The James Randi Educational Foundation awarded Hoover the tongue-in-cheek Pigasus Award, for repeatedly announcing, "[a]long with the crackpot Journal of Cosmology", widely dismissed claims that he had found signs of life in Mars rocks.

===NASA lawsuit===

On 17 January 2014, NASA reported that a Martian rock, named "Pinnacle Island", that was not in an Opportunity rover image taken on Sol 3528, "mysteriously" appeared 13 days later in a similar image taken on Sol 3540. One possible explanation, presented by Steven Squyres, principal investigator of the Mars Exploration Rover Mission, was that the rover, in one of its turning motions, flicked the rock from a few feet away and into the new location.
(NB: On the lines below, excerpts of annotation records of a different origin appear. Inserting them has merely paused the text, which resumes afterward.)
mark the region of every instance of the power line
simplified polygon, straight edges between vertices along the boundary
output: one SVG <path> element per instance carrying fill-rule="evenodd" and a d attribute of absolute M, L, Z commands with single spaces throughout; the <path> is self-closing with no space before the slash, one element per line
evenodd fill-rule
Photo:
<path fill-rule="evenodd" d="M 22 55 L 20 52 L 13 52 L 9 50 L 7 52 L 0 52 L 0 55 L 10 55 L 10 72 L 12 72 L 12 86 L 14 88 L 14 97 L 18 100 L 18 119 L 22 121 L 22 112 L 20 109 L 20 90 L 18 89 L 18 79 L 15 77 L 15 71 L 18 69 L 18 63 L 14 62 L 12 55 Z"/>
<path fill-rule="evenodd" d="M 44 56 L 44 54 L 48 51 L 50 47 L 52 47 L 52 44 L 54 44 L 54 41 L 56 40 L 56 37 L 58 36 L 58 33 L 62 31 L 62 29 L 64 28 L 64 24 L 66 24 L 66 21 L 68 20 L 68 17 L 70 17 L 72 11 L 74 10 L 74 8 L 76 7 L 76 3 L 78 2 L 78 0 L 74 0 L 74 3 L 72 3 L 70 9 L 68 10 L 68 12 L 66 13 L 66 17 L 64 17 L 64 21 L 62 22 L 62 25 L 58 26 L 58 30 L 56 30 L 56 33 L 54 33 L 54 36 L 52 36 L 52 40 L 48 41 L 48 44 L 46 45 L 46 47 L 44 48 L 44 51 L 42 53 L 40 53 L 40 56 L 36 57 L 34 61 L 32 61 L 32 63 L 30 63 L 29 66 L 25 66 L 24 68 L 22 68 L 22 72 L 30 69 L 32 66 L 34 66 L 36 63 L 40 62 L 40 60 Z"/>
In response to the finding, Rhawn Joseph published an article on the website on 17 January 2014, concluding that the object is in fact a living organism resembling apothecia. Joseph then filed a writ of mandamus on 27 January 2014 in San Francisco Federal Court, demanding that NASA examine the rock more closely.

NASA had already examined the rock on 8 January 2014 and confirmed it was a rock with a high sulphur, manganese, and magnesium content. According to Squyres, "We have looked at it with our microscope. It is clearly a rock." On 14 February 2014, NASA released an image showing the location from where the "Pinnacle Island" rock was dislodged by the Opportunity rover.